Consequences of noncompliance
Passed into law in 1996, HIPAA is certainly not new. HIPAA is an act that addresses administrative, technical, and physical controls around protecting sensitive patient data. Most organizations under HIPAA’s umbrella already have an understanding of what the act means to their organizations in terms of securing sensitive data. But organizations can also grow complacent in their processes and ultimately become noncompliant, as discussed in our Drifting Out of Compliance blog post. This is a dangerous situation for organizations, as the federal government just fined a university $650,000 for being compromised with remote access malware:
“In the 13th major HIPAA enforcement action so far this year (2016), federal regulators have slapped the University of Massachusetts Amherst with a $650,000 financial settlement and corrective action plan after investigating a relatively small 2013 breach involving a malware infection at a campus speech and language center.”
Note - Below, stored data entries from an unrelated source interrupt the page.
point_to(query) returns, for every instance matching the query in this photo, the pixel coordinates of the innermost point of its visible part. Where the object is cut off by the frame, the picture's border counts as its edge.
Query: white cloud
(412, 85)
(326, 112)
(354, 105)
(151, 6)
There have been over $12 million HIPAA-related fines in 2016
Information security is a dynamic sector, regularly changing to remain current with trends, and your organization should not overlook controls and processes that act as the foundation of your overall security program. While the HIPAA acronym may be dated in some people’s minds, the enforcement certainly is not. There have already been over $12 million HIPAA-related fines in 2016 alone. Organizations should regularly assess their current processes that pertain to these controls so that they don’t lose track of their effectiveness.
Our blog, Tips for Making The Most of Your Year-End Spending, provides advice on budgeting for the new fiscal year. Two important tips are evaluating your current environment, and identifying the gaps between your current status and goals. Has your environment expanded at all? Does the new environment fall under HIPAA regulation? If so, do you have proper controls in place to protect that environment?
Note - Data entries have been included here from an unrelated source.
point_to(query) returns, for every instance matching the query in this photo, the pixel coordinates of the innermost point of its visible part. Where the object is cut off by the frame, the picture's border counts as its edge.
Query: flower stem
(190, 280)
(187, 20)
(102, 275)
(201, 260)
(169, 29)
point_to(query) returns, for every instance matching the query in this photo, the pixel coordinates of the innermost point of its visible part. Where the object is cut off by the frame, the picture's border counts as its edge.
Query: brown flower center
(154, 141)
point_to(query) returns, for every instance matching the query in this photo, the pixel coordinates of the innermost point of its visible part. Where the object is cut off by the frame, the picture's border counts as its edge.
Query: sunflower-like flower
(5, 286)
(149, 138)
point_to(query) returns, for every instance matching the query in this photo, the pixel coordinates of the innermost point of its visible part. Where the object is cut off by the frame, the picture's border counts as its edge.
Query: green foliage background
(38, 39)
Two important tips: evaluate your current environment, and identify the gaps between your current status and goals
Tenable provides solutions that enable organizations to address these year-end questions by tracking and assessing environments with continuous network monitoring. The Tenable Assurance Report Cards (ARCs) do a great job of quickly analyzing environments against pre-defined baselines with a Pass/Fail grading. Organizations can leverage ARCs to quickly assess whether a previously compliant environment has developed compliance failures, or to grade completely new environments. In addition to ARCs, the HIPAA Configuration Audit Summary dashboard in SecurityCenter Continuous View® (SecurityCenter CV™) has been updated. It provides detailed and relevant data from your environment for security analysis and HIPAA compliance. The dashboard features over ten components that address HIPAA concerns such as:
- Access Control & Workstation Security
- Security Management Process
- Integrity, Authentication & Transmission Security
You can customize these components to fit the uniqueness of your environment. The HIPAA dashboard also automatically tracks the number of hosts for each component, while displaying the percentage of hosts that have passed and the percentage of hosts that have failed.
There are always new trends and concerns to be addressed when securing an environment, but fundamental processes, controls, and compliance should not be forgotten. Organizations can leverage Tenable solutions to keep up with the latest security trends while simultaneously addressing well-established regulation responsibilities such as those put in place by HIPAA.